Et puisque le Roy mesme et tout son conseil y persévèrent si obstinément qu'ilz mettent en péril les vies de leurs meilleurs subjectz et serviteurs pour respandre le sang d'une grande partie du peuple de mesme royaulme, sans se souvenir qu'ilz affoiblissent et diminuent la force de ce royaulme, laquelle consiste en la multitude des subjectz, qu'est ce qu'on doibt espérer de la venue du Duc en ce royaulme, en ce temps cy principallement, venant de la victoire et l'effusion du sang à la Rochelle de ceux qui, pour le regard de leur religion, sont bons amis de la Majesté de la Royne et de ce royaulme; et combien que l'on se peût, avec quelque probabilité, persuader que, quand à la personne du dict Duc, rien ne seroit ni attenté contre Sa Majesté, ni son estât, toutesfois il ne se peut faire, le Roy continuant la guerre contre ses naturelz subjectz, seullement pour s'avoir mis en deffence et n'avoir voulleu abandonner leur religion, dont les édictz et ordonnances du royaulme leur ont permis et garanti la profession et exercisse, que les estatz et peuple de ce royaulme ne se mescontentent fort de la venue du Duc, considéré le temps, jusques à ce que le Roy fasse modérer ou bien cesser ceste persécution en France.

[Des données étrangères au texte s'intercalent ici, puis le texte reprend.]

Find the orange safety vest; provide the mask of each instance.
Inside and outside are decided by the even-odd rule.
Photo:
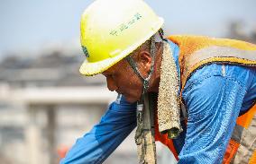
[[[210,63],[256,66],[256,45],[251,43],[198,36],[170,36],[168,39],[179,47],[178,63],[182,90],[189,76],[197,69]],[[223,163],[228,164],[234,161],[235,163],[240,163],[242,160],[247,160],[246,163],[248,161],[251,164],[256,163],[255,149],[250,150],[248,148],[249,150],[246,150],[248,153],[246,155],[242,154],[249,140],[252,140],[251,142],[252,142],[251,144],[255,144],[253,142],[255,142],[256,134],[255,133],[250,134],[252,125],[251,121],[253,121],[254,125],[256,124],[255,113],[256,105],[237,118],[236,126],[226,149]],[[172,140],[169,139],[167,134],[160,134],[157,117],[155,124],[155,140],[167,145],[176,159],[178,160]]]

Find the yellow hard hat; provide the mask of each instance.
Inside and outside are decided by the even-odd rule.
[[[107,70],[153,36],[162,26],[142,0],[96,0],[81,18],[84,75]]]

Par ainsy n'a rien plus à desirer pour l'avancement de ce mariage et de la venue du dict Duc que si luy mesmes voulloit désister d'estre acteur en ceste guerre et déclarer une vollonté de se conformer à la religion de Sa Majesté, ou que Dieu en fasse la grâce au Roy qu'il puisse recouvrer l'obéissance de ses subjectz sans guerre et effusion de sang, en leur laissant l'exercisse de leur religion suivant ses édictz précédents, ses sermens et promesses, affin qu'ilz luy rendent obéissance comme à leur souverain.

En quoy, s'il plaist au Roy, estimons qu'il n'y a prince en la Chrestienté qui puisse plus avancer ceste bonne œuvre que la Majesté de la Royne, à quoy aussy nous, qui sommes ses conseillers, y donnerons fort vollontiers nostre advis et prendrons la peyne à le parfaire, à l'honneur du Roy et bien de son royaulme, ce qu'estant effectué alors, la difficulté que, de présent, nous trouvons empescher la venue du Duc, seroit vuidée, et si, par après, il arrivoit, ce seroit avec plus de grâce et faveur, là où, pour le présent, il ne le pourroit faire, sans attandre asseurément un général mescontentement du royaulme, et conséquemment un mauvais et final empeschement de l'intention du mariage.

Ce que laissons considérer à vous, Monsieur l'Ambassadeur, et remettons au meilleur advis du Roy et de la Royne Mère.